Project Jacquard was created by Google’s Advanced Technology and Progress (ATAP) department to explore the possibilities of interactivity between the us users and our inseparable smart phones, namely through textiles. By weaving conductive threads into regular fabrics such as Denim, Project Jacquard has enabled cloth to recognise simple gestures that translates into controls; allowing it to become convenient interfaces for our phones and tablets.
“The yarn is created by replacing strands of thread with thin metal wires or conductive polymers. According to the team, their yarn is highly conductive as well as scalable, so it can be used in industrial weaving machines around the world.” Variations of colours, textures and patterns makes this product incredibly versatile.
Whenever we talk about interactivity in class, we are always referring to large scale projects and I think this one is a refreshing take. Due to the micro scale of threads, along with the familiarity of cloth, the end product may be unsurprisingly normal with an invisible interface. As creative technologist João Wilbert says “It’s somehow getting the technology out of the way and making interactions more natural and more seamless.”

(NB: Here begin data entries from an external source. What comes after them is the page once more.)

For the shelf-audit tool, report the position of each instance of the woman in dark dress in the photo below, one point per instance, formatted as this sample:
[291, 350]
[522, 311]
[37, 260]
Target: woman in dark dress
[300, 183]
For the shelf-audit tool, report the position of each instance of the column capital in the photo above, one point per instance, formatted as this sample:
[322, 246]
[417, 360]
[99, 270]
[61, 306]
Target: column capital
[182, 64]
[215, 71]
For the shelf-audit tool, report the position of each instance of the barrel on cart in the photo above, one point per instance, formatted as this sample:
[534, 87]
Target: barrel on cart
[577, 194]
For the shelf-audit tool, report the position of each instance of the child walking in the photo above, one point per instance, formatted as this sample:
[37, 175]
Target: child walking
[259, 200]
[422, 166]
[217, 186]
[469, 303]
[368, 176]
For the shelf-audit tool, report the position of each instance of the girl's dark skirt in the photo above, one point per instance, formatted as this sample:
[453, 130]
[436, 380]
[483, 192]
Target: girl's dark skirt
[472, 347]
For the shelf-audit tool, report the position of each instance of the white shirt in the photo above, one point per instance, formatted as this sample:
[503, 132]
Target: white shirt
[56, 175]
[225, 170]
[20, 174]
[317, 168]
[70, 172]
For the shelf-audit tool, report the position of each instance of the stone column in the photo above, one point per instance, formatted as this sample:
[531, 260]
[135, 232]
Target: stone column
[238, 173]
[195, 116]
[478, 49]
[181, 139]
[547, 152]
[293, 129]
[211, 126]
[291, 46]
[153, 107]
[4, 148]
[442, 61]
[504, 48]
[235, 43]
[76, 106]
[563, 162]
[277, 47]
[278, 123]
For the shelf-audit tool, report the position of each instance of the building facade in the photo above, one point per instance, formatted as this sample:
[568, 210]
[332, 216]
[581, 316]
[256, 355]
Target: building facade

In collaboration with Levi’s Commuter Range, Google developed a jacket designed for urban cyclist. So not only is it an interactive garment, it is a practical one that is water and odour-resistant. With a touch of the sleeve, users can access navigation prompts and information on nearby places, change their music, and even answer calls. Such gestures can also be programmed and customised to activate different commands through an app.
See here to check out its functions.
However, the ‘smart-ness’ of the jacket is limited as its sensitivity is only exclusive for touch patches on the cuff of the sleeve. A detachable smart tag as seen in the image will then transmit signals wirelessly to your device. It will also need to be recharge. So despite the jacket being washable once the smart tag is removed, I find the whole spectacle being ruined because the ‘natural’ and ‘seamless’ interaction is not that far from a touch-screen of my smartphone.